This article was provided by Coaches Network
There are a number of ways that coaches can teach their athletes life lessons and build a team bond, but few have a greater impact than community service. When your players work together to help others, whether in your local community or a village halfway across the world, they often come away with powerful experiences that can last a lifetime. Not only does this service benefit those you are helping, it also strengthens the character of your athletes and brings your team closer together.
Jeff Janssen, founder of the Janssen Sports Leadership Center, has talked to a number of coaches who have gotten their teams involved in various types of community service, from volunteering at local food pantries to supporting children with cancer to building homes in a remote village in Kenya. All of the coaches have seen the tremendous impact that these efforts have had on everyone involved. In an article on ChampionshipCoachesNetwork.com, Janssen outlines six of the countless benefits that community service can have for your team.
1. Builds and Bonds Your Team
Working together for a collective cause, outside of competing in sports, is an effective way to build and bond your team. This provides an opportunity for athletes to better understand their own weaknesses and strengths as the task as a team. Based on their own individual skills, your players can be assigned to roles in order to make a positive impact as a team. The challenges of this type of work and being exposed to the struggles of others are will help your athletes to become more thankful for each other and the privileges that they have.
2. Teaches Athletes Leadership and Life Skills
Taking on a community service project gives your athletes a chance to develop valuable skills that will help them in sports and throughout their lives. It can help to ask your athletes about their career goals or what kind of skills they have in order to assign them to the proper roles. This will help them complete the task more effectively while allowing them to develop those skills even further.
3. Helps Your Team Appreciate Everything They Have
“By helping people who are often less fortunate than themselves, your athletes will better learn to appreciate all they do have in their lives,” Janssen writes.
When you make your athletes help those in need, they will better understand how privileged they are and the ways that they have benefited from these privileges in their own lives. Taking them out of their comfort zone and exposing them to how hard life can be for others is an effective way to give you athletes a new perspective on life. It’s easy to stay in a bubble at your school, but there is a tremendous amount to be gained outside of that bubble.
4. Gives Your Team Something Extra to Honor and Play For
Connecting your team to a cause greater than sports will encourage your athletes to be more humble while also motivating them to work for something beyond themselves. Many athletes are often great at self-motivation, but being involved in community service and other special causes binds the team together for a greater purpose.
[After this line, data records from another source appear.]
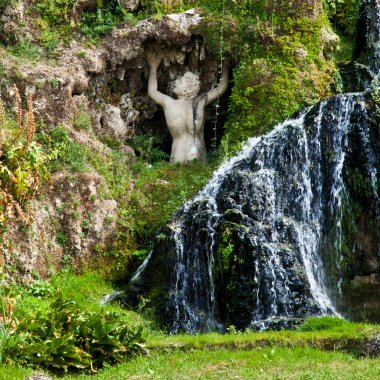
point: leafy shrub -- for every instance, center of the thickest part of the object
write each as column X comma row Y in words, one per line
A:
column 343, row 14
column 147, row 148
column 55, row 11
column 5, row 3
column 67, row 338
“They play not just for themselves but out of respect for those they are serving,” Janssen writes. “They honor them with their intensity, perseverance and passion – and look to dedicate their performances to them.”
5. Connects Your Kids with the Community
One of the most exciting things about getting involved in the community is that it connects your athletes with people they have never considered interacting with. These moments can develop into meaningful relationships that tie your team to the community and the people they serve. By giving to others, they also give back by supporting your team.
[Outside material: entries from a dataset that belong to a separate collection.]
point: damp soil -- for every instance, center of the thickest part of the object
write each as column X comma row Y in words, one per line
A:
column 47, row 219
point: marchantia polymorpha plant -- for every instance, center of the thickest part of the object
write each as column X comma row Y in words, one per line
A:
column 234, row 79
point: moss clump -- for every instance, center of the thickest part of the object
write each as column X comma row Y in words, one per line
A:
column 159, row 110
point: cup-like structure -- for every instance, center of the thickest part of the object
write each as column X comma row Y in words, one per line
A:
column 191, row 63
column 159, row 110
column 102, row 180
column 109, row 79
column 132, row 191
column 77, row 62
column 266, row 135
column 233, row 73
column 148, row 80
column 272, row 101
6. Provides Them with a Cause Greater Than Themselves
Young people often need to be pushed to become involved in something greater than their own day-to-day worries. As a coach, you have the ability to go beyond teaching a sport by showing your players to the importance of helping others. It may take away time from a practice or two, but that’s a small sacrifice for such a valuable experience.
“By getting your team involved in community service, you provide them with the chance to break out of their self-indulgent, materialistic bubble and become a part of something much bigger than themselves,” Janssen writes. “They quickly learn how true success depends much more on a group effort. They see they are a part of something bigger – and have the privilege and obligation to contribute to it.”